1. From a prospective cohort study, half of all sudden cardiac arrests (SCA) are associated with prodromal symptoms, most often chest pain in men and dyspnea in women, in the minutes, hours, days, and weeks prior.
2. Emergency 911 call in response to symptoms occurred in about 20% of symptomatic patients and was associated with previous history of heart disease, higher incidence of SCA being witnessed and higher incidence of CPR being started in the field.

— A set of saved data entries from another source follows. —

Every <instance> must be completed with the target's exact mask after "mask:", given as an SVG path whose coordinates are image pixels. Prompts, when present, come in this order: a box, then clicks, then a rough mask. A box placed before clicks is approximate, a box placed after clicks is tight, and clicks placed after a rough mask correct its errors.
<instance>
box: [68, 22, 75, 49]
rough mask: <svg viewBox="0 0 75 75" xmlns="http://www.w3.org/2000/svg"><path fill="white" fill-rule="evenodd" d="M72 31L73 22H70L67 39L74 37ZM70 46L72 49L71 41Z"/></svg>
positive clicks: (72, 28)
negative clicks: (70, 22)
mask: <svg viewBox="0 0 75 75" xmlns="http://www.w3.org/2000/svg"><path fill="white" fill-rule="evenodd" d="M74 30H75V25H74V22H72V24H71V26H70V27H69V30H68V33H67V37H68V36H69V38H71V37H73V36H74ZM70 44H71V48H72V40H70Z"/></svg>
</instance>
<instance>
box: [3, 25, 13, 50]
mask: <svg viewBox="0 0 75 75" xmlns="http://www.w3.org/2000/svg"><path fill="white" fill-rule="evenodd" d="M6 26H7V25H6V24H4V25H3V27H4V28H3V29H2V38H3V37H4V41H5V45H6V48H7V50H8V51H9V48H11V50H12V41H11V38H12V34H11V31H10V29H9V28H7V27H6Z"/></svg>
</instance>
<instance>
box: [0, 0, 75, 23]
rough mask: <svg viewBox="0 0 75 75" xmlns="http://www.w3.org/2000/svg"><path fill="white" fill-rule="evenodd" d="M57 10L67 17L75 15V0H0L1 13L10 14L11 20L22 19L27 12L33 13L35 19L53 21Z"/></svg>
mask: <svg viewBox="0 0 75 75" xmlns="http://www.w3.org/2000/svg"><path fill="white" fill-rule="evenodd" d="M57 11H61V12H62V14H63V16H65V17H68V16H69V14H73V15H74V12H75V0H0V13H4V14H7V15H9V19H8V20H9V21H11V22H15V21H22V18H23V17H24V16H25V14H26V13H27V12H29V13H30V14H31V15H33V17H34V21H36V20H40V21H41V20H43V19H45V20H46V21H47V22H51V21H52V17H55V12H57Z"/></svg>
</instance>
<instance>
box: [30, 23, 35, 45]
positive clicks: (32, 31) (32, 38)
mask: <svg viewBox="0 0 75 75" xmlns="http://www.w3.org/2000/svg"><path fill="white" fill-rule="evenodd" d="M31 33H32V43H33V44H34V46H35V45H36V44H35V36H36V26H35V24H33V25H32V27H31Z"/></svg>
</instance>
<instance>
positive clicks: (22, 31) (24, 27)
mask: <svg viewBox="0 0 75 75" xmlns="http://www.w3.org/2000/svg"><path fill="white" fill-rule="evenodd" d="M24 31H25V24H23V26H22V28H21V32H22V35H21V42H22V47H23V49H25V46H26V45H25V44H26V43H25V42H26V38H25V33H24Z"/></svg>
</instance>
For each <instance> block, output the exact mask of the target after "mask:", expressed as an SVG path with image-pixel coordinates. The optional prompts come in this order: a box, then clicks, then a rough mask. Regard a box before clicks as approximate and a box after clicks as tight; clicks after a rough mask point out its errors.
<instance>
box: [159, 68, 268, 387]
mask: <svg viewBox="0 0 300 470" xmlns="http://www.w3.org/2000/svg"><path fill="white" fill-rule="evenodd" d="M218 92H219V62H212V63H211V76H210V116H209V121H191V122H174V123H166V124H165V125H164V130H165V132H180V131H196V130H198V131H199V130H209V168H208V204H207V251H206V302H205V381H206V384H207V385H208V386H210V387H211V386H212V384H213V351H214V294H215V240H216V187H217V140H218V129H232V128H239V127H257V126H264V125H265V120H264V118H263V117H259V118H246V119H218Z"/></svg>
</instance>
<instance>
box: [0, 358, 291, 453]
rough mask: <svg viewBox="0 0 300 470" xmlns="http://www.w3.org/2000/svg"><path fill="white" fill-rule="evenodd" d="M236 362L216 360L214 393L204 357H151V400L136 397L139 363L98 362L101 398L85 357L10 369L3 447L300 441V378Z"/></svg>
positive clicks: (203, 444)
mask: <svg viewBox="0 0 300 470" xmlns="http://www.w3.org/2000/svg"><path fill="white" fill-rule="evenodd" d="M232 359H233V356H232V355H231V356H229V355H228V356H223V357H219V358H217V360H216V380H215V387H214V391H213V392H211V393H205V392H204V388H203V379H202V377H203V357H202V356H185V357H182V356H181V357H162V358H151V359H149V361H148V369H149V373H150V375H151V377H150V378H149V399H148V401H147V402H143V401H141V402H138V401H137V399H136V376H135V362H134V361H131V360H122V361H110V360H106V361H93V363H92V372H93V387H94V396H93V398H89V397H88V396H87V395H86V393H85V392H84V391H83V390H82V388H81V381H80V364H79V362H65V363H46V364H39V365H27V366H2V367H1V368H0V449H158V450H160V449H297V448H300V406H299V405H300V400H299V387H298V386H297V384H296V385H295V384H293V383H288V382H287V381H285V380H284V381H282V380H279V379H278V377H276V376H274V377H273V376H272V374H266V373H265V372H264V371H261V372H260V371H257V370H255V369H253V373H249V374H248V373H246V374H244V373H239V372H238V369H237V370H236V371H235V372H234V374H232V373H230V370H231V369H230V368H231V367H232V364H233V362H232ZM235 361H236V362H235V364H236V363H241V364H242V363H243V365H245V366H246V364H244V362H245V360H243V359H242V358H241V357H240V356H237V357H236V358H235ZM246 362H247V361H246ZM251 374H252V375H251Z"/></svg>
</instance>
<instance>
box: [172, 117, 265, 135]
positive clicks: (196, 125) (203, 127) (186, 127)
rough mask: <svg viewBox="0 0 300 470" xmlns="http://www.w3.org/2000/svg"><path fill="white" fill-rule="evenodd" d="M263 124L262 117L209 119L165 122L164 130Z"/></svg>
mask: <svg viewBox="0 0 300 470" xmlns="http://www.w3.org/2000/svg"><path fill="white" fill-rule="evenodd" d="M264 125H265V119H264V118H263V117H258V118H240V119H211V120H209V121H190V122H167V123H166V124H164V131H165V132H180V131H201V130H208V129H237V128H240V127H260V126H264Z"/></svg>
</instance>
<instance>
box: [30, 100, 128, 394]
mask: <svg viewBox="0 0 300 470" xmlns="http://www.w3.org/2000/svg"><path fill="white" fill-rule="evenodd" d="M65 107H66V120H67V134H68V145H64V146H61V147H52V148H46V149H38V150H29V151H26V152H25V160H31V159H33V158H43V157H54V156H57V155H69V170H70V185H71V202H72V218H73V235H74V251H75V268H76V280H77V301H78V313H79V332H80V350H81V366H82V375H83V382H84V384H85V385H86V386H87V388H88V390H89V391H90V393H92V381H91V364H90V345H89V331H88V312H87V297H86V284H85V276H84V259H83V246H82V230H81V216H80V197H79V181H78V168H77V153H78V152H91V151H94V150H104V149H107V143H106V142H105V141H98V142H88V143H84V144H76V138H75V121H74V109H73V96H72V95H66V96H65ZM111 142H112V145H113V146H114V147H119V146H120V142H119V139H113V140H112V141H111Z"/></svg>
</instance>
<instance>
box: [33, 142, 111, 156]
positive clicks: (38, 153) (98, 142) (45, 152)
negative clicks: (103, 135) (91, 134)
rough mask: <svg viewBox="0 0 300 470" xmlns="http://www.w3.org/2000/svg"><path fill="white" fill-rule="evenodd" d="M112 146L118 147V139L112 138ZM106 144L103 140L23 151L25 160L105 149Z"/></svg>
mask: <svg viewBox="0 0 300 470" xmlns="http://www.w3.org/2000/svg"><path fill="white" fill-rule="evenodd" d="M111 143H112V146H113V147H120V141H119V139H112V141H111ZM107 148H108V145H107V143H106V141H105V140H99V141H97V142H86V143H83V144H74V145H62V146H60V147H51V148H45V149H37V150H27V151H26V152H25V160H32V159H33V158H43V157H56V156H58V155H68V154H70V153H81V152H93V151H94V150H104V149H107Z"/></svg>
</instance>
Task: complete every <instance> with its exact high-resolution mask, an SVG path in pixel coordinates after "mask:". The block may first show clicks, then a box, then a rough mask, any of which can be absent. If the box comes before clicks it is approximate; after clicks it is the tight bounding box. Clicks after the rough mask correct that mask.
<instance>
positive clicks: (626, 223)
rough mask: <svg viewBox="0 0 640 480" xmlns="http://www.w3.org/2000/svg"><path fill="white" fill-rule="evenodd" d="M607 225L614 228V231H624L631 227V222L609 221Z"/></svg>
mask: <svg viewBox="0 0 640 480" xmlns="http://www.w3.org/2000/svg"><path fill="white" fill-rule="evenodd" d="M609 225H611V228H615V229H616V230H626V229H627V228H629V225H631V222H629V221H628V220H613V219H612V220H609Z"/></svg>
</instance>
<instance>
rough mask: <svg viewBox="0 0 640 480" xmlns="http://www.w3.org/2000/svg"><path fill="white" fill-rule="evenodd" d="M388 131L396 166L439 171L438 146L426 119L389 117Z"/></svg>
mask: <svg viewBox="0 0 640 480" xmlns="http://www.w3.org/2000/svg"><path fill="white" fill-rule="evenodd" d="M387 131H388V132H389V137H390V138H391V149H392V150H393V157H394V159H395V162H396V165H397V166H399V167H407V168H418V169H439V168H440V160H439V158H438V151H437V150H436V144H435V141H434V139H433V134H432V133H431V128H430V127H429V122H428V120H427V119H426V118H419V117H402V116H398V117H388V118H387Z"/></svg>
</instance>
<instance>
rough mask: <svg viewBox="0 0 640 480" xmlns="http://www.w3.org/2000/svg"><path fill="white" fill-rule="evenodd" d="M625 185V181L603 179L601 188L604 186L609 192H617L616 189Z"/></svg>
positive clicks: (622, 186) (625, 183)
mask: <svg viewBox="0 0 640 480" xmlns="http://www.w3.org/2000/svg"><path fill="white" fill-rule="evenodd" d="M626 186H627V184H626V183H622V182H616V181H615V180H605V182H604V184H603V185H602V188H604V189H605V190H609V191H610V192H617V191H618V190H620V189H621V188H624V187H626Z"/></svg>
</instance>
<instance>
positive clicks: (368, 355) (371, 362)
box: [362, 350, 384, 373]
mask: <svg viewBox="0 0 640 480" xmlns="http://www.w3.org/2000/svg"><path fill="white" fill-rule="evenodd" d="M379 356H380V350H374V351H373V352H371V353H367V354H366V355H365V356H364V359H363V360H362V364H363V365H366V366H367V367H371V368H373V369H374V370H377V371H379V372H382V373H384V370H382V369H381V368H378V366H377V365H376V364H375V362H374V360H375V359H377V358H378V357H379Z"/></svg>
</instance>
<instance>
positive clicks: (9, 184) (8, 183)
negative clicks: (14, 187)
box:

Evidence Rating Level: 2 (Good)
Study Rundown: Sudden cardiac arrest (SCA), the unexpected loss of pulse or rapid collapse, accounts for half of cardiovascular deaths. The authors of this study followed the Oregon Sudden Unexpected Death Study (SUDS) cohort prospectively to determine if prodromal symptoms were present in the 4 weeks prior to SCA. For both survivors and non-survivors, symptoms preceded SCA in about half of patients. The demographics, timing of SCA and comorbidities were similar between patients regardless of presence of symptoms. Chest pain was the most common prodromal symptom preceding SCA by less than an hour, less than a day, less than a week and less than 1 month. Emergency 911 call was made prior to less than 10% of SCA and was more frequent if SCA was witnessed, in people with a history of heart disease, and was associated with greater chance that CPR was initiated in the field and for the initial rhythm to be shockable. The major limitations of this study were the lack of symptom data on much of the cohort and the imputations made for missing data points. Overall, this study suggests that prodromal symptoms precede half of all out-of-hospital SCA, which may provide sufficient time for response prior to the impending SCA and allow for improvement in SCA survival.
In-Depth [prospective cohort]: This study consisted of all 1099 cases of SCA occurring in 35 to 65 year old men and women in the Portland metropolitan area between 2002 and 2012 as part of the Oregon SUDS prospective cohort study on out-of-hospital SCA. Of these people, only 114 (10%) survived. Symptoms were not available for assessment in 25% of non-survivors and 16% of survivors, with 839 patients (743 non-survivors and 98 survivors) who had symptom data available for assessment. Symptoms preceded SCA in 383 (52%) non-survivors and 47 (49%) survivors. Chest pain was the most common prodromal symptom and was present in 46% of patients overall. Of those who had chest pain, 28% had existing coronary heart disease. Women experienced dyspnea most frequently, whereas men experienced chest pain (p < 0.001). Symptoms resulted in a 911 call in 55 (14%) non-survivors and 26 (55%) survivors. Witnesses calling 911 in response to prodromal symptoms to SCA was associated with more bystander CPR (p = 0.001), higher rate of shockable rhythm (p = 0.02) and improved survival to hospital discharge (32.1% v. 6.0%, p < 0.001).